Can Your DNA Tell You the Healthiest Way to Live Your Life?

      First, there was the grapefruit diet—promising that the tart monotony of grapefruit after grapefruit would finally reveal your abs. There were more: Atkins, Blood Type, Dukan, Whole30, each with it’s own claim that a one-size-fits-all regimen is the answer to longevity and better fitting pants. But what if there were a way to determine, away from the citrus fruit mongers and peppy SoulCycle fanatics, the best way to live a healthy life? What if the answer were personal, buried in your genes?
      A decade ago, companies like 23andMe entered the empty, unregulated field of personal genetics with a limited purpose: to satisfy their customers’ curiosity. Their tests provided answers to the few, narrow questions that could be answered by genes — some fun (How much Neanderthal DNA do I have? Are my ancestors really from Spain?), and some serious (Is my child at risk for Tay-Sachs?).
      Like the questions, the tests were finite. You read your report and, curiosity satiated (actually, we’re Greek!), put the results away, letting them gather dust in a drawer.
      No longer. A new breed of startups has arisen, based on the premise that there are innumerable ways to spin our genes into concrete answers. The organizing body behind a cluster of these companies is Helix, a genomics startup that plans to launch a veritable app store of genetic data this summer. Where other companies have used DNA analysis for a one-off test, Helix will house results so that they can be shared with any number of partners, which will in turn use those results to offer answers to any number of questions — from personal preferences (companies like Exploragen will offer DNA-tailored dining experiences) to family planing (Jumpprovides cute predictions of what your future offspring might look like).
      “The next great discovery is you,” reads Helix’s website.
      As the field has grown more sophisticated, so, too have the questions. A slew of genetic tests has created a cottage industry of self help, promising to spin results into action plans. Imagine if, instead of blindly hopping from Atkins to Whole30 in the hopes that one will be the secret to weight loss and glowing skin, you could feed your DNA and an app would sort out the answers ahead of time. If you were at risk for iron deficiency, it might tell you to eat spinach; if your Achilles tendon were at risk for a tear, it would tell you to stretch your calves before running.
      It’s a tantalizing promise for the Goop generation: personally optimized wellness, with a regimen catered to your DNA. These companies claim to be able to tell you the secret to getting into shape—exactly what fitness fads have failed to do for years. And that secret, the people behind these startups say, has been hiding in your genes all along.

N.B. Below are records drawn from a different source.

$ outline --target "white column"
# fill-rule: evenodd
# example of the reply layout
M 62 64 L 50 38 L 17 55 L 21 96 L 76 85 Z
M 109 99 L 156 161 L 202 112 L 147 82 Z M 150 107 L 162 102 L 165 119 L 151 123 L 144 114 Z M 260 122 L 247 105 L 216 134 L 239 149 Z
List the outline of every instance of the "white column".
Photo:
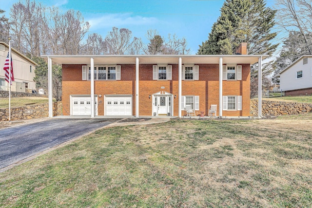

      A quest to live optimally healthy life might begin with some experts. A personal trainer or a nutritionist can advise you on the best ways to eat and exercise. But Avi Lasarow, the CEO and founder of DNAfit, argues that these experts can only go so far, given that their regimens are based on what has worked for other clients in the past. “When you have a genetic test, it guides you much better into what would work for you and what wouldn’t,” says Lasarow, whose startup offers tests for diet, fitness, and wellbeing, priced between $159 to $399.
      Making what Lasarow calls “the right choices” requires information — which companies like his make it easy to get. For a few hundred dollars you can purchase a spit test. A quick swab of your inner cheek, and lab technicians have what they need to make copies of your DNA and then fracture those copies into manageable segments. A company sorts through your genetic variants (called single-nucleotide polymorphisms, or SNPs) that correlate to specific traits. After a few weeks, you get the results through an online portal or in a PDF, showing the traits in your DNA that have health implications.
      Though DNA analysis is a standardized process, each company picks the variants that it thinks provide answers. One company might decide that one variant signifies caffeine sensitivity, or the likelihood that you might feel hungry after eating a full meal; both translate easily into advice. (Lay off the caffeine! Stop eating even if you’re still hungry.) Other results might help tailor a workout. Someone with an SNP that correlates to difficulty building muscle might add strength training or additional supplements.
      Of course, geneticists have argued, ad nauseam, that it’s impossible to trace a trait to a gene in a direct linear process. Though some genetic variants are solidly associated with particular traits, for more of them the evidence is mixed. And even if you assume that all the loose associations scientists have found between variants and traits are correct, they don’t fully explain why humans vary so much. Alun Williams, a reader in sport and exercise genomics at Manchester Metropolitan University, told me that tying traits to DNA is like absorbing a book by reading only one word per page — you have information, but at the end, you have no idea what the book was actually about.